| lists.openwall.net | lists / announce owl-users owl-dev john-users john-dev passwdqc-users yescrypt popa3d-users / oss-security kernel-hardening musl sabotage tlsify passwords / crypt-dev xvendor / Bugtraq Full-Disclosure linux-kernel linux-netdev linux-ext4 linux-hardening linux-cve-announce PHC | |
|
Open Source and information security mailing list archives
| ||
|
Date: Mon, 31 Aug 2020 20:51:32 -0400
From: Qian Cai <cai@....pw>
To: Tetsuo Handa <penguin-kernel@...ove.sakura.ne.jp>
Cc: Al Viro <viro@...iv.linux.org.uk>, syzkaller-bugs@...glegroups.com,
syzbot <syzbot+61acc40a49a3e46e25ea@...kaller.appspotmail.com>,
linux-fsdevel@...r.kernel.org, linux-kernel@...r.kernel.org,
Ming Lei <ming.lei@...onical.com>, paulmck@...nel.org
Subject: Re: splice: infinite busy loop lockup bug
On Fri, Aug 07, 2020 at 09:34:08PM +0900, Tetsuo Handa wrote:
> On 2020/08/07 21:27, Al Viro wrote:
> > On Fri, Aug 07, 2020 at 07:35:08PM +0900, Tetsuo Handa wrote:
> >> syzbot is reporting hung task at pipe_release() [1], for for_each_bvec() from
> >> iterate_bvec() from iterate_all_kinds() from iov_iter_alignment() from
> >> ext4_unaligned_io() from ext4_dio_write_iter() from ext4_file_write_iter() from
> >> call_write_iter() from do_iter_readv_writev() from do_iter_write() from
> >> vfs_iter_write() from iter_file_splice_write() falls into infinite busy loop
> >> with pipe->mutex held.
> >>
> >> The reason of falling into infinite busy loop is that iter_file_splice_write()

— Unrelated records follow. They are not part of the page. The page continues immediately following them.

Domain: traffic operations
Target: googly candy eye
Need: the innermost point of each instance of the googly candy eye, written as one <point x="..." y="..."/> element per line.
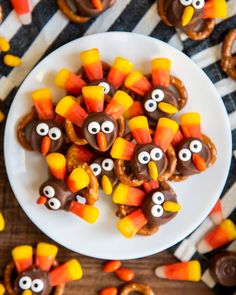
<point x="150" y="105"/>
<point x="184" y="155"/>
<point x="93" y="127"/>
<point x="96" y="168"/>
<point x="195" y="146"/>
<point x="157" y="211"/>
<point x="143" y="157"/>
<point x="158" y="95"/>
<point x="158" y="198"/>
<point x="54" y="133"/>
<point x="107" y="127"/>
<point x="42" y="129"/>
<point x="106" y="86"/>
<point x="108" y="164"/>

> >> for some reason generates "struct bio_vec" entry with .bv_len=0 and .bv_offset=0
> >> while for_each_bvec() cannot handle .bv_len == 0.
> >
> > broken in 1bdc76aea115 "iov_iter: use bvec iterator to implement iterate_bvec()",
> > unless I'm misreading it...
I have been chasing something similar for a while as in,
https://lore.kernel.org/linux-fsdevel/89F418A9-EB20-48CB-9AE0-52C700E6BB74@lca.pw/
In my case, it seems the endless loop happens in iterate_iovec() instead where
I put a debug patch here,
--- a/lib/iov_iter.c
+++ b/lib/iov_iter.c
@@ -33,6 +33,7 @@
if (unlikely(!__v.iov_len)) \
continue; \
__v.iov_base = __p->iov_base; \
+ printk_ratelimited("ITER_IOVEC left = %zu, n = %zu\n", left, n); \
left = (STEP); \
__v.iov_len -= left; \
skip = __v.iov_len; \
and end up seeing overflows ("n" supposes to be less than PAGE_SIZE) before the
soft-lockups and a dead system,
[ 4300.249180][T470195] ITER_IOVEC left = 0, n = 48566423
Thoughts?
> >
> > Zero-length segments are not disallowed; it's not all that hard to filter them
> > out in iter_file_splice_write(), but the intent had always been to have
> > iterate_all_kinds() et.al. able to cope with those.
> >
> > How are these pipe_buffers with ->len == 0 generated in that reproducer, BTW?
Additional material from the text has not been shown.